Aureliano Urrutia, Sr. (6 June 1872 - 14 August 1975) was a Mexican-born physician. He served as the Minister of Interior under Victoriano Huerta in Mexico but subsequently spent most of his life and career in the United States.

==Biography==
Urrutia was born in Xochimilco, Federal District, Mexico, on 6 June 1872, the son of Pedro Urrutia and Refugio Sandoval, of indigenous descent. He studied in Xochimilco and Mexico City. Urrutia earned a degree in medicine from the National School of Medicine in 1890 and was considered the best student of his generation. In 1893 he served as a military doctor in the territory of Quintana Roo. Later he became a member of the 3rd battalion stationed in Chilpancingo; there he met General Victoriano Huerta, who many years later, in June 1913, appointed Urrutia to the position of Minister of the Interior. After a few months, he resigned from that post and returned to his profession as a surgeon. As the political situation across Mexico was deteriorating around this time, Urrutia in 1914 moved his family to Veracruz, and later moved to Galveston, Texas during the American occupation of Veracruz. From there they moved to San Antonio, where he lived for the remainder of his life, practicing and teaching medicine.

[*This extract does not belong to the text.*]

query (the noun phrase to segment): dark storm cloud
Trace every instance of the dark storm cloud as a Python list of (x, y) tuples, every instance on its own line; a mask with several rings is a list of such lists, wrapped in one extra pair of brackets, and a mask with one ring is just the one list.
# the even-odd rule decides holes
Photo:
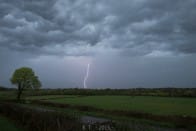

In San Antonio, Urrutia built a home, which he named Quinta Urrutia, then, in 1921, another property named Miraflores. The grounds and gardens of Miraflores feature extensive statuary and other classical and Mexican indigenous art. Miraflores has been preserved and as of the 2020s there are no plans for restoration.

Urrutia died on 14 August 1975 in San Antonio at the age of 103, and was buried at the San Fernando No. 2 cemetery there.